The voltammetry of immobilized particles using solvent extraction (ethanolic and methanolic) approaches uses the preferred parts of plants [55]. Cyclic voltammetry (CV) enables non-faradaic contributions that result in non-steady signal outputs. Hence, constant potential with amperometry or chronoamperometry is one such technique that ensures a steady state response. Scanning electrochemical microscopic analysis involves the direct imaging of plant systems and their internal transformations/modifications based on the electroactivity of phytonutrients.

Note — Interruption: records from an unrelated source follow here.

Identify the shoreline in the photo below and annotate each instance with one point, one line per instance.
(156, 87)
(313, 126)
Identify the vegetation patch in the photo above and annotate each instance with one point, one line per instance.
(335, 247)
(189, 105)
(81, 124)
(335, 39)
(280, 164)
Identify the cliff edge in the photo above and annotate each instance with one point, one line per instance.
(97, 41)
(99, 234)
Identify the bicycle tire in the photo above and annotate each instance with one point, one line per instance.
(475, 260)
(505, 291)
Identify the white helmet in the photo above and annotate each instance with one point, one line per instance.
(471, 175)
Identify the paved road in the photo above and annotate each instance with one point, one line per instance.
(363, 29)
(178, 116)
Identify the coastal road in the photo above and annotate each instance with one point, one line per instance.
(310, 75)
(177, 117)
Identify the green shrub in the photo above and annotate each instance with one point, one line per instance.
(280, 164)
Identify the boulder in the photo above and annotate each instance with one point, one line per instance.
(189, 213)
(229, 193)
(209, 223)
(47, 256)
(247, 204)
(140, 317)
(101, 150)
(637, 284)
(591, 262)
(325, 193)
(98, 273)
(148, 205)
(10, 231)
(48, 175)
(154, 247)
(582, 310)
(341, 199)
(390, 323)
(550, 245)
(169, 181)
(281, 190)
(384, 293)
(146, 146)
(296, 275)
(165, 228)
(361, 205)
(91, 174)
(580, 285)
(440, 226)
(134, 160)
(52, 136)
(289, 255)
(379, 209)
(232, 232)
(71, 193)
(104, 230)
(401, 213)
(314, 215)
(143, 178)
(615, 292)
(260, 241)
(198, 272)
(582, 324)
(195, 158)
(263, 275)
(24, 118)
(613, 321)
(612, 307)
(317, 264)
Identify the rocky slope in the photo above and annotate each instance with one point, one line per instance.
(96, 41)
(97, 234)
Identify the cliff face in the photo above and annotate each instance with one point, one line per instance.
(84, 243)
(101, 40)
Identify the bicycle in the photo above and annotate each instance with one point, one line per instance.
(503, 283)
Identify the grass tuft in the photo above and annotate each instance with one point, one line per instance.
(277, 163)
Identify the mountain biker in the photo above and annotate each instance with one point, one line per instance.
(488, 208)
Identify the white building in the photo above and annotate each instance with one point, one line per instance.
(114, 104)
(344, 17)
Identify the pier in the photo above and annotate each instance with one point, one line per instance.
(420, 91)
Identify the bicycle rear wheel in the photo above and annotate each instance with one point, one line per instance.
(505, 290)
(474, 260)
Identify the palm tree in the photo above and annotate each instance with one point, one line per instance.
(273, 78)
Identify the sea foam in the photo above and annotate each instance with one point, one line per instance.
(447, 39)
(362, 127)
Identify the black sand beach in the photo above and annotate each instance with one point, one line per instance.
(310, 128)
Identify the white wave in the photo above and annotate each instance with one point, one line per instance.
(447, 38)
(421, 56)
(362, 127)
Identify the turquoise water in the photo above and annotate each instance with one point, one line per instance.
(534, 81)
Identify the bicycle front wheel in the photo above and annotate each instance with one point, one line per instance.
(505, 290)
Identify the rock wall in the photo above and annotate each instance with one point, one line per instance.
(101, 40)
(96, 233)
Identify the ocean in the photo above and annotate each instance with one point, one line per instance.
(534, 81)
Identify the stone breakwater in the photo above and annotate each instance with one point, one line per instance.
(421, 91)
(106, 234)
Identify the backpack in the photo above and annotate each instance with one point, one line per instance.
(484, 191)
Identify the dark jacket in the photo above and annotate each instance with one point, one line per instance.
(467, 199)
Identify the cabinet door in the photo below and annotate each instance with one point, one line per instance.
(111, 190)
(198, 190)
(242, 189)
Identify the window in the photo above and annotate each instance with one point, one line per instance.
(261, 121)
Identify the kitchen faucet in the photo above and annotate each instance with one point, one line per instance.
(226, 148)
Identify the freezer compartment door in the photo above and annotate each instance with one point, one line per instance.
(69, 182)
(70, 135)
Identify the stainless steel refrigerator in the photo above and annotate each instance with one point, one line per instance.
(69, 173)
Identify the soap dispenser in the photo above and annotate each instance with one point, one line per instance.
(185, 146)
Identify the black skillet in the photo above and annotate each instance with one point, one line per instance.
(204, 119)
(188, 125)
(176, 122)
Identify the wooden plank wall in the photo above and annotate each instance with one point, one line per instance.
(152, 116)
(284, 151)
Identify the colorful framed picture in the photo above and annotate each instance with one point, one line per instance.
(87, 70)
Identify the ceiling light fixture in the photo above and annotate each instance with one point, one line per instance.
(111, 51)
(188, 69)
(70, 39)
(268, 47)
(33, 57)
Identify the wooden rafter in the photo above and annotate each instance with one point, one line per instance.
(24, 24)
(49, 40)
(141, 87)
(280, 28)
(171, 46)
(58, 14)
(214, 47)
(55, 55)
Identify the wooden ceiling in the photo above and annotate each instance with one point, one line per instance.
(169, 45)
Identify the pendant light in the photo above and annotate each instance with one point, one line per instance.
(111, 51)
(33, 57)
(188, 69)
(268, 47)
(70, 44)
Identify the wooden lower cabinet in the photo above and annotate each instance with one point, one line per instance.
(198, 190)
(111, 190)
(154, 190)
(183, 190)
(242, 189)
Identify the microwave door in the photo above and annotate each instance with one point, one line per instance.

5. Electrochemical Profiling of Biochemicals

Phenolic acids, flavonoids, and carotenoids are considered to be key compounds due to their electrochemical profiles [109]. The accessibility of techniques involving easy operation via portable in-field equipment with simple sampling protocols that ensure immediate analysis without prolonged maceration/extraction is highly beneficial. Most importantly, the intrinsic ability to select molecules such as sugars, cellulose, or carotenoids can be excluded because this refers to electrochemically silent moieties; only a limited number of components are active in a similar way to phenolic moieties. These non-conducting ingredients consume key parts of plant tissues, making it difficult to analyze the conducting counterpart ingredients. An embedding plant strategy has been designed to ensure selective and amplified responses using a matrix or polymers [25,110]. It is a relatively tedious job to summarize the protocols and resolve the varieties and species domains in the Plantae kingdom; hence, conventional systems are not applicable in real-world analysis. Considering electrochemical techniques, only voltammetric profiles did not exhibit any alterations in condition when studied. Differential pulse voltammetry is one such technique, which can be used to establish ‘p’ values for MANOVA tests: this helps in maintaining normalized wave signals of a particular species group. However, the ‘p’ values can be quite close to 0.5 for inter-species attributes; for the case of intra-species analyses, p >> 0.5 thus helps in establishing significant relationships [57]. This analysis can further be used for the detection of food and medicinal attributes exerted by phytonutrients [111,112,113]. The concept of correlating species with their successive voltammetric attributes has previously been studied [114].
Thin film cyclic voltammetry represents the optimal choice for the evaluation of P450 chromosome enzymes. This approach has momentum, especially in the field of deciphering electroactive constraints wherein specifically engineered enzymes are fused in conjunction with electroactive nucleotide chains. These fused molecules act as an interface component of electrodes modified with biomimetic systems; further techniques are employed for biosensing applications [115,116].
Nurmi et al. reported the profiling of phytoestrogens using hyphenated HPLC electro-array methods. These techniques have shown good sensitivity and reproducibility over various assays [117]. Similarly, Klejdus et al. initiated an electrochemical platform for isoflavone profiling by adsorptive transfer stripping voltammetry in soyabean plants at pH 9.2 [118]. Based on successive investigations, Gil et al. reviewed the use of electrochemistry for flavonoid profiling, with in-depth knowledge of electrode platforms and their buffer media [119].
An innovative approach for the identification of plant species based on the fingerprinting of petal tissue was reported by Fu et al.; the use of electrochemistry was emphasized, although the comparison of infragenic identification was based on a traditional botanist approach. Electrochemical fingerprints were analyzed after various solvent extractions and the contents of electroactive molecules were controlled by respective genes [57].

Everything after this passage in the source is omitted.